Now my question to you is bottom feeders, we purchased one I don't know the name of it but dark color in which sticks its mouth on everything possible. Well he wasn't eating hiding and died 4 days later. The fish store sold me food that dropped to the bottom but the other fish were getting to it first and I didn't see that he was even trying to eat, he looked depressed, I'd like to get another one or maybe two but I want you'r opinion. What did I do wrong did we not have enough algae? and maybe he just doesn't belong with the type of fish I got, please help.*c/p*


----------



## susankat (Nov 15, 2008)

What size tank? how long has it been running. Most plecos if that is what you had gotten prefer wood and supplemental feeding.


----------



## SMOOOZZZ (Sep 24, 2012)

its a 30 gallon tank and its been running for about 7 weeks


----------



## Gizmo (Dec 6, 2010)

Chinese and siamese algae eaters are great bottom feeders for semi-aggressive tanks, as they themselves are also semi-aggressive.


----------



## susankat (Nov 15, 2008)

What kind of store did you get them from? Lfs or Lps? If it was a store like petco or petsmart, its not unusual to get them that are weak from mass production, shipping or just plain sick from all the handling they go through.

If they were common plecos, even one would end up to big for your tank. Healthy plecos should start eating within a couple of days of adding to the tank. In a tank that size I would look into either bristlnose plecos or SAE's for algae control. Or even a couple of mystery snails. Make sure they are acclimated right. If there is a difference in ph and such from the place you get them from to your water that can also cause fish to die. Learn to drip acclimate. There is a sticky on it here on this forum.


----------



## rift lake (Nov 8, 2012)

I add one green wafer every other night after the lights go off for additional food for the pleco, since my fish are all carnivores.
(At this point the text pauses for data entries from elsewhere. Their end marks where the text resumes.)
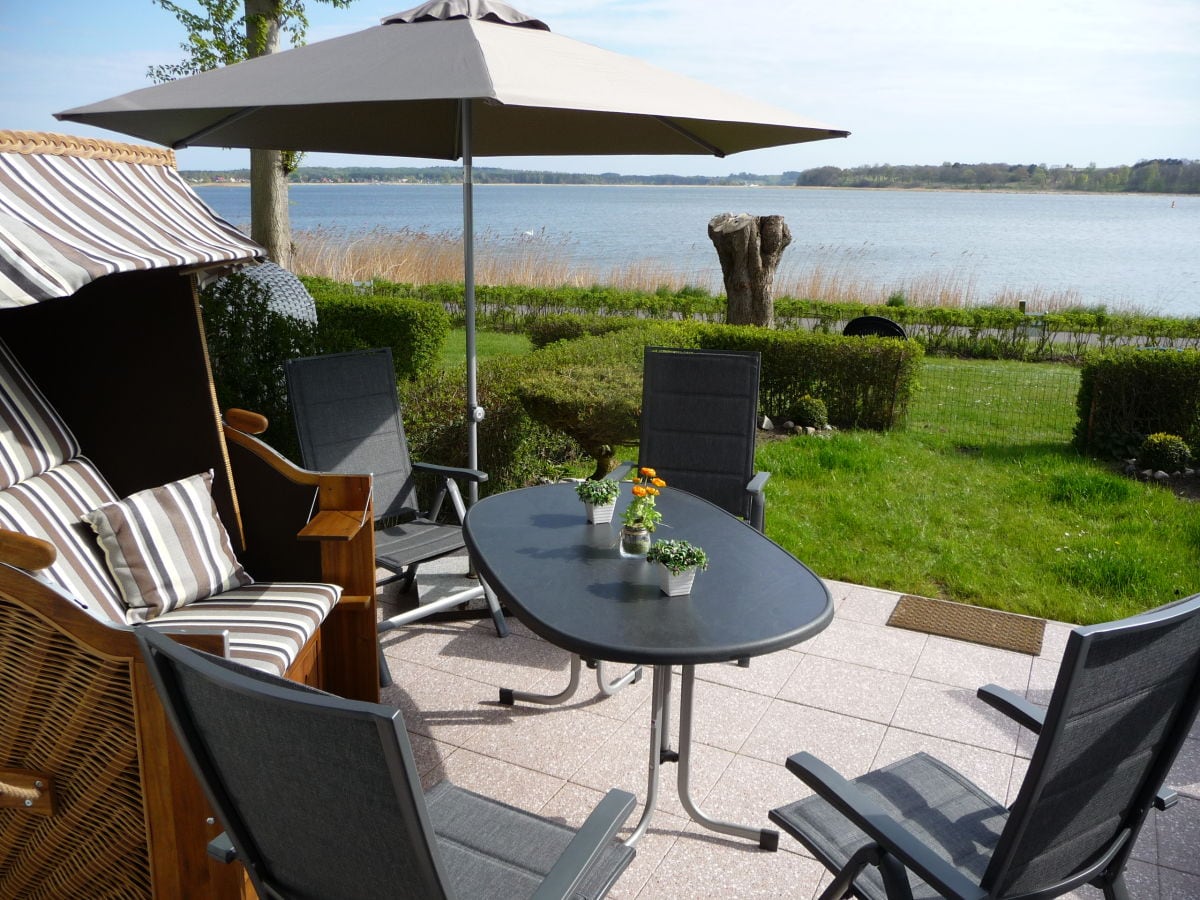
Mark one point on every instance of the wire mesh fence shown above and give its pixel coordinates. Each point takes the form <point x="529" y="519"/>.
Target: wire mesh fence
<point x="990" y="400"/>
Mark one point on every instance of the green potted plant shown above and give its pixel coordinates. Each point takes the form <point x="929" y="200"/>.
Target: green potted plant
<point x="599" y="497"/>
<point x="678" y="563"/>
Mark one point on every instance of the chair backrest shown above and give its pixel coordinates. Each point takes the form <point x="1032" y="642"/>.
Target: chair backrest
<point x="318" y="795"/>
<point x="347" y="418"/>
<point x="1123" y="705"/>
<point x="700" y="421"/>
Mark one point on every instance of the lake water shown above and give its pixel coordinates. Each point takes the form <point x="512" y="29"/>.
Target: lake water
<point x="1121" y="250"/>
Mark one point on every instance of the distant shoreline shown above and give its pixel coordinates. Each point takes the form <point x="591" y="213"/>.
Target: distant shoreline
<point x="715" y="187"/>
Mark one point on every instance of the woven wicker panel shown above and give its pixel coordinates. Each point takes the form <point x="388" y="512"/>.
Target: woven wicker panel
<point x="993" y="628"/>
<point x="70" y="715"/>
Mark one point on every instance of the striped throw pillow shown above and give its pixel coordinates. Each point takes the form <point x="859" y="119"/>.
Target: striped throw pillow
<point x="167" y="547"/>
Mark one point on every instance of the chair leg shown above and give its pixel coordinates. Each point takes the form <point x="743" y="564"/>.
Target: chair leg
<point x="1116" y="889"/>
<point x="609" y="688"/>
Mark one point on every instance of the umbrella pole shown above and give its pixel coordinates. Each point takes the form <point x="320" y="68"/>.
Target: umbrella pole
<point x="474" y="412"/>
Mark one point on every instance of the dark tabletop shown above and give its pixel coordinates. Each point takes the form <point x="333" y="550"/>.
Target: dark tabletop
<point x="567" y="581"/>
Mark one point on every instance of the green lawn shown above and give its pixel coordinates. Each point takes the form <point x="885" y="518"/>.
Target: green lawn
<point x="979" y="498"/>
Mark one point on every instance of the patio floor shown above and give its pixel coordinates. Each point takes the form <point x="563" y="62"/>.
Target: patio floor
<point x="859" y="695"/>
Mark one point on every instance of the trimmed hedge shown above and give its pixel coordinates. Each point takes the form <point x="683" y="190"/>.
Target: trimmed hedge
<point x="972" y="331"/>
<point x="514" y="449"/>
<point x="354" y="318"/>
<point x="1126" y="395"/>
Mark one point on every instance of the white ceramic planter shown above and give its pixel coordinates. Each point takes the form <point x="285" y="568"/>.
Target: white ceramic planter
<point x="676" y="585"/>
<point x="600" y="515"/>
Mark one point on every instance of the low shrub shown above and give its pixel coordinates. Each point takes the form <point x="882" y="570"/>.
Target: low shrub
<point x="1126" y="394"/>
<point x="249" y="345"/>
<point x="1165" y="453"/>
<point x="514" y="449"/>
<point x="355" y="318"/>
<point x="809" y="413"/>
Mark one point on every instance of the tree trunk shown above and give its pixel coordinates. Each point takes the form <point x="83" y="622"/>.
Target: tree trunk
<point x="749" y="249"/>
<point x="269" y="223"/>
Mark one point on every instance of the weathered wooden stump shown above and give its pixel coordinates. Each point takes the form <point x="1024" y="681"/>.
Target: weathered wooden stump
<point x="749" y="249"/>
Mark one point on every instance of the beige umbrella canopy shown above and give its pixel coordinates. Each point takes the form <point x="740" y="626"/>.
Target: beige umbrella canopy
<point x="451" y="79"/>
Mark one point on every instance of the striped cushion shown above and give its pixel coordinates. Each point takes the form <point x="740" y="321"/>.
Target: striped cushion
<point x="33" y="438"/>
<point x="51" y="507"/>
<point x="167" y="547"/>
<point x="268" y="623"/>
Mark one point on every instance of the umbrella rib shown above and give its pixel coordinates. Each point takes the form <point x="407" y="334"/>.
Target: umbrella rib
<point x="215" y="126"/>
<point x="693" y="137"/>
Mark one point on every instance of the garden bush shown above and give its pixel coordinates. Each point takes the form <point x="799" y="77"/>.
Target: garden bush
<point x="357" y="318"/>
<point x="1165" y="453"/>
<point x="809" y="413"/>
<point x="1125" y="395"/>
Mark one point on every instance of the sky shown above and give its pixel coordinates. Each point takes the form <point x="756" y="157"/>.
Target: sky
<point x="919" y="82"/>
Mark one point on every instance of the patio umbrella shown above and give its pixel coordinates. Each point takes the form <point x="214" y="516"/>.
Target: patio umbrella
<point x="451" y="79"/>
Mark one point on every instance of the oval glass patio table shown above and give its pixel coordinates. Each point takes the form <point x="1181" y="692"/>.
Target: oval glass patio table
<point x="567" y="581"/>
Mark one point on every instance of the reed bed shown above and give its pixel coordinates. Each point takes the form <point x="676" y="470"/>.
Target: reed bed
<point x="832" y="274"/>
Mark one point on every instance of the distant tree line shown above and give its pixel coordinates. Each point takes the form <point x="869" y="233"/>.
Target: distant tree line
<point x="1145" y="177"/>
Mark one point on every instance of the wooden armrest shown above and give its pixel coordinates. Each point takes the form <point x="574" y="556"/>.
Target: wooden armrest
<point x="246" y="421"/>
<point x="23" y="551"/>
<point x="333" y="525"/>
<point x="881" y="827"/>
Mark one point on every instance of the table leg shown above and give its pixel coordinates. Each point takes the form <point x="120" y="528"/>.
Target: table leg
<point x="658" y="711"/>
<point x="767" y="838"/>
<point x="509" y="696"/>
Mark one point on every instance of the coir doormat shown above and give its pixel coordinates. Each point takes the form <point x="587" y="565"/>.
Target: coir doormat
<point x="1006" y="630"/>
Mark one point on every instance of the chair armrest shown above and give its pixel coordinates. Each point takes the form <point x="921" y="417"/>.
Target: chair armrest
<point x="882" y="828"/>
<point x="222" y="850"/>
<point x="587" y="845"/>
<point x="759" y="483"/>
<point x="23" y="551"/>
<point x="1014" y="706"/>
<point x="451" y="472"/>
<point x="246" y="421"/>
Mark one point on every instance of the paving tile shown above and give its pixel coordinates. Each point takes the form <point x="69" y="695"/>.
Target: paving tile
<point x="954" y="714"/>
<point x="702" y="864"/>
<point x="876" y="646"/>
<point x="766" y="675"/>
<point x="859" y="604"/>
<point x="846" y="688"/>
<point x="574" y="803"/>
<point x="987" y="768"/>
<point x="441" y="705"/>
<point x="749" y="790"/>
<point x="1179" y="837"/>
<point x="845" y="743"/>
<point x="504" y="781"/>
<point x="552" y="741"/>
<point x="971" y="665"/>
<point x="1185" y="774"/>
<point x="623" y="761"/>
<point x="1176" y="886"/>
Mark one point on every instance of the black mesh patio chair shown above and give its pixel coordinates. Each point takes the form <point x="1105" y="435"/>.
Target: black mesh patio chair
<point x="1125" y="701"/>
<point x="699" y="426"/>
<point x="348" y="420"/>
<point x="319" y="797"/>
<point x="874" y="327"/>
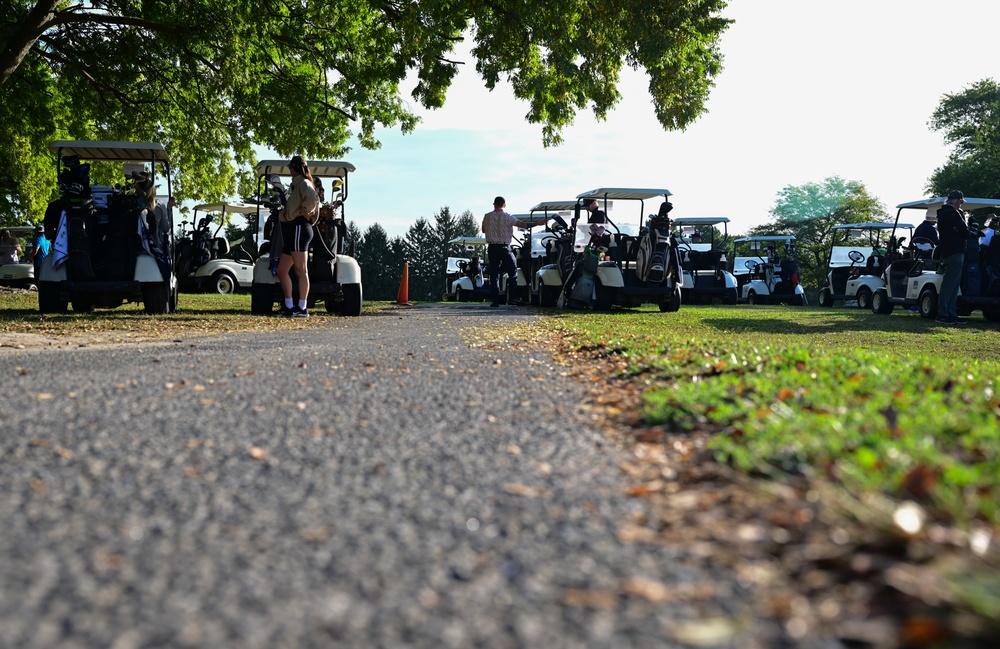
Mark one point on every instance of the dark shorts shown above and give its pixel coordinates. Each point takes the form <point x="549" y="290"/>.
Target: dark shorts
<point x="296" y="236"/>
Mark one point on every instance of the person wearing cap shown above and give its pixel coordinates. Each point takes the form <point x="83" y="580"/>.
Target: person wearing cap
<point x="595" y="213"/>
<point x="927" y="232"/>
<point x="41" y="249"/>
<point x="954" y="233"/>
<point x="498" y="226"/>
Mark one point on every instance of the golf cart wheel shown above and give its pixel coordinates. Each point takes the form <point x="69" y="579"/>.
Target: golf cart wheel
<point x="605" y="297"/>
<point x="864" y="298"/>
<point x="261" y="299"/>
<point x="155" y="298"/>
<point x="224" y="283"/>
<point x="49" y="300"/>
<point x="351" y="306"/>
<point x="881" y="302"/>
<point x="548" y="295"/>
<point x="673" y="302"/>
<point x="82" y="304"/>
<point x="927" y="303"/>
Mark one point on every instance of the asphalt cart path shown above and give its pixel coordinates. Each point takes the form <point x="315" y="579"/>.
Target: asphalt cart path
<point x="381" y="481"/>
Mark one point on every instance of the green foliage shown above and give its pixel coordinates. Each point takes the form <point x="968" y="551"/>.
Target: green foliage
<point x="847" y="395"/>
<point x="211" y="80"/>
<point x="970" y="120"/>
<point x="809" y="212"/>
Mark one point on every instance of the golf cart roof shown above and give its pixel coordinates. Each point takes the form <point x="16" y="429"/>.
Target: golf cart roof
<point x="772" y="237"/>
<point x="19" y="230"/>
<point x="113" y="151"/>
<point x="869" y="226"/>
<point x="621" y="193"/>
<point x="971" y="203"/>
<point x="323" y="169"/>
<point x="239" y="208"/>
<point x="555" y="206"/>
<point x="699" y="220"/>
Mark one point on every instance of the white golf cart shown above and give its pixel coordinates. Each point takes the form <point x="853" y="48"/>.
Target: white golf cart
<point x="763" y="275"/>
<point x="206" y="261"/>
<point x="611" y="265"/>
<point x="334" y="277"/>
<point x="97" y="260"/>
<point x="705" y="275"/>
<point x="21" y="274"/>
<point x="466" y="276"/>
<point x="859" y="254"/>
<point x="915" y="280"/>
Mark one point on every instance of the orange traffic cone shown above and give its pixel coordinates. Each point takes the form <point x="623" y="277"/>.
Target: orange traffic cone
<point x="403" y="296"/>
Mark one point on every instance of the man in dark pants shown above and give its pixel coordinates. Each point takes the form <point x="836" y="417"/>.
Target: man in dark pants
<point x="498" y="226"/>
<point x="953" y="231"/>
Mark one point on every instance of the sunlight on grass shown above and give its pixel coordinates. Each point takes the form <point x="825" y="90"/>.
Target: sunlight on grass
<point x="868" y="400"/>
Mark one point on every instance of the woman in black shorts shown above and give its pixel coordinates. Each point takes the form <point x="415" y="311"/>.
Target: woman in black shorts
<point x="296" y="233"/>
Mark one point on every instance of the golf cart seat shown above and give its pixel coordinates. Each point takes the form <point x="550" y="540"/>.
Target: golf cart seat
<point x="706" y="259"/>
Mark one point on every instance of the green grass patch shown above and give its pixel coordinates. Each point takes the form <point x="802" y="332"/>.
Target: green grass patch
<point x="893" y="403"/>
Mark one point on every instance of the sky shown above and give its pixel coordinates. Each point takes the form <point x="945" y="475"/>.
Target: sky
<point x="810" y="89"/>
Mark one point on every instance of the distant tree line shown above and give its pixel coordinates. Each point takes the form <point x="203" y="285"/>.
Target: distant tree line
<point x="425" y="248"/>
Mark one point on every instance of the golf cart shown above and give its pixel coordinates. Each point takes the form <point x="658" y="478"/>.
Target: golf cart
<point x="765" y="277"/>
<point x="705" y="276"/>
<point x="859" y="254"/>
<point x="915" y="281"/>
<point x="97" y="259"/>
<point x="466" y="276"/>
<point x="613" y="266"/>
<point x="206" y="261"/>
<point x="21" y="274"/>
<point x="334" y="277"/>
<point x="550" y="249"/>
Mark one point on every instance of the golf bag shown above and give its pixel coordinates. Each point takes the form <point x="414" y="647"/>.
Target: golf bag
<point x="655" y="249"/>
<point x="581" y="289"/>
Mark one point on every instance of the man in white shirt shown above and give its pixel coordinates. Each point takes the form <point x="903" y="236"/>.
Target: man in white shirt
<point x="498" y="227"/>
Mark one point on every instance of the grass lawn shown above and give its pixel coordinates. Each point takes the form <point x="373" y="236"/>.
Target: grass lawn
<point x="894" y="404"/>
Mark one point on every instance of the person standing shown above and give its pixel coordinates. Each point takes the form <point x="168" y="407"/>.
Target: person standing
<point x="925" y="237"/>
<point x="41" y="250"/>
<point x="296" y="221"/>
<point x="953" y="232"/>
<point x="498" y="226"/>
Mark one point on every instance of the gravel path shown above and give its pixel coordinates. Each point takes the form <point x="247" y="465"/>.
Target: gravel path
<point x="377" y="482"/>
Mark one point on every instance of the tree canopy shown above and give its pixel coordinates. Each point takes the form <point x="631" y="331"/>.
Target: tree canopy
<point x="211" y="79"/>
<point x="969" y="120"/>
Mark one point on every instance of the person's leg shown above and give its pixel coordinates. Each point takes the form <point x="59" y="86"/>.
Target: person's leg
<point x="510" y="267"/>
<point x="496" y="261"/>
<point x="285" y="263"/>
<point x="952" y="266"/>
<point x="302" y="272"/>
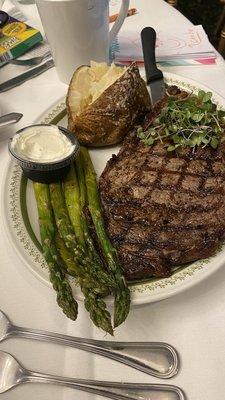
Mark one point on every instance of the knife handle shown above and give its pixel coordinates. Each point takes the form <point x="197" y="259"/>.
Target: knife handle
<point x="148" y="39"/>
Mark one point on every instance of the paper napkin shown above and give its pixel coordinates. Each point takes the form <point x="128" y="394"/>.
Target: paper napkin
<point x="173" y="47"/>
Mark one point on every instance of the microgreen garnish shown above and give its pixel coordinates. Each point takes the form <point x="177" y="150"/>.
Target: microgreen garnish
<point x="192" y="121"/>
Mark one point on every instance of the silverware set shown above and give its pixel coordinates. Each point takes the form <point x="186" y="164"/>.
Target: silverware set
<point x="153" y="358"/>
<point x="46" y="62"/>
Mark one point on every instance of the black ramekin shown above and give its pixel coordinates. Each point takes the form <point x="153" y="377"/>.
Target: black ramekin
<point x="47" y="172"/>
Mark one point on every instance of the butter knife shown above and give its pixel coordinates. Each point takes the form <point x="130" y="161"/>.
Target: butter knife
<point x="154" y="76"/>
<point x="18" y="80"/>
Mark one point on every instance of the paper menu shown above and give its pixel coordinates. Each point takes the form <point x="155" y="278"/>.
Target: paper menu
<point x="186" y="43"/>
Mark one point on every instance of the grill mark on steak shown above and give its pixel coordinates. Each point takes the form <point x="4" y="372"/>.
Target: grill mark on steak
<point x="163" y="209"/>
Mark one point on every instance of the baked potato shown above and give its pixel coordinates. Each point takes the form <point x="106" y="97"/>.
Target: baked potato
<point x="104" y="103"/>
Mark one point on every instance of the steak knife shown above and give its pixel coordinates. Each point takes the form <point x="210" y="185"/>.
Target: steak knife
<point x="154" y="76"/>
<point x="11" y="83"/>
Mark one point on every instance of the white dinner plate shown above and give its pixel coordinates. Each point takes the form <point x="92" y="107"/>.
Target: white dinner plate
<point x="21" y="218"/>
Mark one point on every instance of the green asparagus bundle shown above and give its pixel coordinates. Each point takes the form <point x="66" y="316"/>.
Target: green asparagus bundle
<point x="93" y="303"/>
<point x="73" y="270"/>
<point x="85" y="265"/>
<point x="122" y="293"/>
<point x="65" y="298"/>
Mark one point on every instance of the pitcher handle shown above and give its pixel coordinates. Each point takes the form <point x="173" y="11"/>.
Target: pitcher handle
<point x="119" y="21"/>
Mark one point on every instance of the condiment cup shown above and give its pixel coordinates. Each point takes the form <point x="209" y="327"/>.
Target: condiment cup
<point x="46" y="172"/>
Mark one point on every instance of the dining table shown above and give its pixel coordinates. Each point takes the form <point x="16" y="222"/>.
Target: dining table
<point x="192" y="321"/>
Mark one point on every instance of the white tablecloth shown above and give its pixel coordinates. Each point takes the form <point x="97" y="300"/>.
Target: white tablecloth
<point x="192" y="321"/>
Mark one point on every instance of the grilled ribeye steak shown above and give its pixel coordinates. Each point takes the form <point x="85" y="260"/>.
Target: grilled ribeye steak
<point x="163" y="209"/>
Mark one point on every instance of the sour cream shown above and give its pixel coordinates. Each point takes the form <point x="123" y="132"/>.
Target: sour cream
<point x="42" y="144"/>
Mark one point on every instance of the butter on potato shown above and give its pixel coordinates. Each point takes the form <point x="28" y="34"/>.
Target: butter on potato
<point x="104" y="102"/>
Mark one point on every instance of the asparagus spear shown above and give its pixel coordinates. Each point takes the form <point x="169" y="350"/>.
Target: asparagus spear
<point x="93" y="303"/>
<point x="66" y="232"/>
<point x="65" y="298"/>
<point x="122" y="293"/>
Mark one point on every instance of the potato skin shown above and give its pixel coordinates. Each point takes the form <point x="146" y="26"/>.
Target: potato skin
<point x="107" y="120"/>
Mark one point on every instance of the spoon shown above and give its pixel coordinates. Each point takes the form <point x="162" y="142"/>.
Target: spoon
<point x="12" y="374"/>
<point x="9" y="119"/>
<point x="31" y="61"/>
<point x="153" y="358"/>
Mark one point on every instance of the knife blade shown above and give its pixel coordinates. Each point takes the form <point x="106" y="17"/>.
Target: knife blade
<point x="154" y="76"/>
<point x="18" y="80"/>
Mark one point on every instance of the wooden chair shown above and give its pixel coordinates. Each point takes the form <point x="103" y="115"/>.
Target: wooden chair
<point x="172" y="2"/>
<point x="220" y="32"/>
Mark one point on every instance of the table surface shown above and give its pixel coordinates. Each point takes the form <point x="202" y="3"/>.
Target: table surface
<point x="192" y="321"/>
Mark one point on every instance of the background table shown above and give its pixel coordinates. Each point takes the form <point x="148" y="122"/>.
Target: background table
<point x="192" y="321"/>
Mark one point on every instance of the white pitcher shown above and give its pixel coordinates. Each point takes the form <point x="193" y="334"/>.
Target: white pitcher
<point x="78" y="31"/>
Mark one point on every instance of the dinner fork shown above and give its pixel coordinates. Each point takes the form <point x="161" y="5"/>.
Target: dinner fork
<point x="31" y="61"/>
<point x="154" y="358"/>
<point x="12" y="374"/>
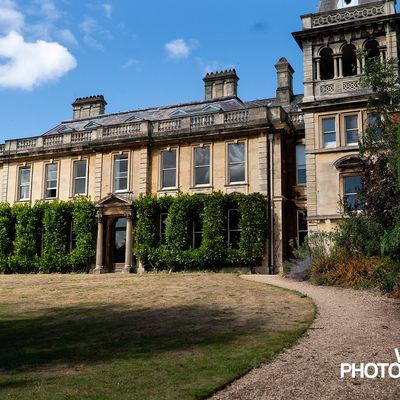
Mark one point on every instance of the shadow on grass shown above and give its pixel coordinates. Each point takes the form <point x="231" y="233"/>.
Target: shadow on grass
<point x="89" y="335"/>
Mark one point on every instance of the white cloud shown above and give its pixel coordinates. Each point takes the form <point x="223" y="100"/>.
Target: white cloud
<point x="10" y="17"/>
<point x="107" y="10"/>
<point x="66" y="36"/>
<point x="29" y="65"/>
<point x="178" y="49"/>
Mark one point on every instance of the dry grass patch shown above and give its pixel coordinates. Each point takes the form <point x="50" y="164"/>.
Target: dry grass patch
<point x="178" y="336"/>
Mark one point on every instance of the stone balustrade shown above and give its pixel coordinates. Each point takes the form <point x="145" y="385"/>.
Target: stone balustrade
<point x="140" y="129"/>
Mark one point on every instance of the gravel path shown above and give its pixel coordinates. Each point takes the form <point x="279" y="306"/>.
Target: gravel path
<point x="351" y="327"/>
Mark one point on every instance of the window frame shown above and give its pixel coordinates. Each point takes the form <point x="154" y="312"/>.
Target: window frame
<point x="194" y="166"/>
<point x="161" y="234"/>
<point x="299" y="211"/>
<point x="301" y="165"/>
<point x="45" y="180"/>
<point x="344" y="195"/>
<point x="18" y="192"/>
<point x="115" y="156"/>
<point x="229" y="226"/>
<point x="322" y="133"/>
<point x="73" y="184"/>
<point x="161" y="169"/>
<point x="194" y="232"/>
<point x="244" y="162"/>
<point x="344" y="136"/>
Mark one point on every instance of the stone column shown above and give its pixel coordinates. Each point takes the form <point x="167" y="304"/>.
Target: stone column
<point x="129" y="242"/>
<point x="340" y="60"/>
<point x="335" y="67"/>
<point x="318" y="68"/>
<point x="99" y="251"/>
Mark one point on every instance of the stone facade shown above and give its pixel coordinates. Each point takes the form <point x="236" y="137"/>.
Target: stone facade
<point x="255" y="146"/>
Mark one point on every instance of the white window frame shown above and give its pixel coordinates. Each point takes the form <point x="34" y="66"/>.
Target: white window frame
<point x="202" y="146"/>
<point x="325" y="117"/>
<point x="162" y="187"/>
<point x="244" y="162"/>
<point x="74" y="178"/>
<point x="357" y="116"/>
<point x="229" y="224"/>
<point x="20" y="168"/>
<point x="46" y="165"/>
<point x="113" y="177"/>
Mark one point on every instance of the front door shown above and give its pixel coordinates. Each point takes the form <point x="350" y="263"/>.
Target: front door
<point x="119" y="241"/>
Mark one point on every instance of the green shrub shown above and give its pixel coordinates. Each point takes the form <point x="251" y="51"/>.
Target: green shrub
<point x="6" y="236"/>
<point x="387" y="275"/>
<point x="360" y="234"/>
<point x="56" y="237"/>
<point x="214" y="252"/>
<point x="84" y="227"/>
<point x="27" y="243"/>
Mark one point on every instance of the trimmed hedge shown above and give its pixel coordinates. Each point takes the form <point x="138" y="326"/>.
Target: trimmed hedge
<point x="214" y="252"/>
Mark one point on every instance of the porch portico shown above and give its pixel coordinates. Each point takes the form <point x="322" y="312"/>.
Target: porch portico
<point x="114" y="251"/>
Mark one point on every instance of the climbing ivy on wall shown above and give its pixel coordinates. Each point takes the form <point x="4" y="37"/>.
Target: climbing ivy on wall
<point x="214" y="252"/>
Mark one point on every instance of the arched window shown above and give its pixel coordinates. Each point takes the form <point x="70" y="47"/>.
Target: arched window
<point x="326" y="64"/>
<point x="349" y="60"/>
<point x="372" y="49"/>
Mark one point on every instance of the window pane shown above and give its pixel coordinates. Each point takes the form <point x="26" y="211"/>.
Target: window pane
<point x="352" y="184"/>
<point x="236" y="152"/>
<point x="169" y="159"/>
<point x="25" y="176"/>
<point x="80" y="186"/>
<point x="202" y="176"/>
<point x="329" y="132"/>
<point x="202" y="156"/>
<point x="300" y="154"/>
<point x="237" y="173"/>
<point x="234" y="239"/>
<point x="328" y="125"/>
<point x="234" y="219"/>
<point x="80" y="169"/>
<point x="301" y="176"/>
<point x="169" y="178"/>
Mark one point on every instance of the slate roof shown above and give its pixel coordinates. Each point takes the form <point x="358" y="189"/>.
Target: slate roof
<point x="167" y="112"/>
<point x="331" y="5"/>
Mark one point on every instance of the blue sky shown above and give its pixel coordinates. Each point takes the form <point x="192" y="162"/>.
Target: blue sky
<point x="136" y="53"/>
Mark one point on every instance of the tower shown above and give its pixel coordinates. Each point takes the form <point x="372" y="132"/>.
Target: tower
<point x="334" y="104"/>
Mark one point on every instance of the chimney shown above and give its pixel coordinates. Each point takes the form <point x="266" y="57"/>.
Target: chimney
<point x="222" y="84"/>
<point x="284" y="92"/>
<point x="86" y="107"/>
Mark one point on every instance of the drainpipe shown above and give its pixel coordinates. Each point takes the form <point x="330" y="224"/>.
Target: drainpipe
<point x="270" y="173"/>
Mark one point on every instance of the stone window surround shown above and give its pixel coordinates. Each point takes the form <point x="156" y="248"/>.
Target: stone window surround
<point x="19" y="167"/>
<point x="73" y="160"/>
<point x="193" y="174"/>
<point x="246" y="158"/>
<point x="340" y="127"/>
<point x="337" y="56"/>
<point x="44" y="179"/>
<point x="116" y="154"/>
<point x="342" y="176"/>
<point x="160" y="169"/>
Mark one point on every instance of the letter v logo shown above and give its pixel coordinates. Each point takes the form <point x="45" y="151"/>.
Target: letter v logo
<point x="397" y="351"/>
And add some driftwood to graze on


----------



## Donald Hansen (Jan 21, 2011)

As was said it sounds like you had a Pleco, short for Plecostomus. If you would like to find out more about them and other algae eaters look in the Thread "What Algae Eater Is Right For You? Look Inside!" which is in this Forum, fifth from the top. Listen to what Susankat and others have to say and you can't go wrong.

DLH


----------



## ovoxo_mik3 (Dec 3, 2012)

SMOOOZZZ said:


> Hi All,
> 
> Well I feel lucky to have found you after weeks of not knowing why my fish were dying and no fish store were helpful I found out about Cycling through your forum, it was successful and now we have happy semi agreesive fishies!
> 
> Now my question to you is bottom feeders, we purchased one I don't know the name of it but dark color in which sticks its mouth on everything possible. Well he wasn't eating hiding and died 4 days later. The fish store sold me food that dropped to the bottom but the other fish were getting to it first and I didn't see that he was even trying to eat, he looked depressed, I'd like to get another one or maybe two but I want you'r opinion. What did I do wrong did we not have enough algae? and maybe he just doesn't belong with the type of fish I got, please help.*c/p*


What I would suggest is throwing in a few algae wafers every day or so. That usually guarantees that they will have something to eat.


----------



## rtmaston (Jul 14, 2012)

I agre it is a Plecostomus and like the other post said throw a algae tablet in every couple days.


----------



## jrman83 (Jul 9, 2010)

You can't just throw in wafers and be done with it. Wafers can make a mess in your tank if they are not being eaten and they do not need them but every few days, not every day. Just be careful with them.


----------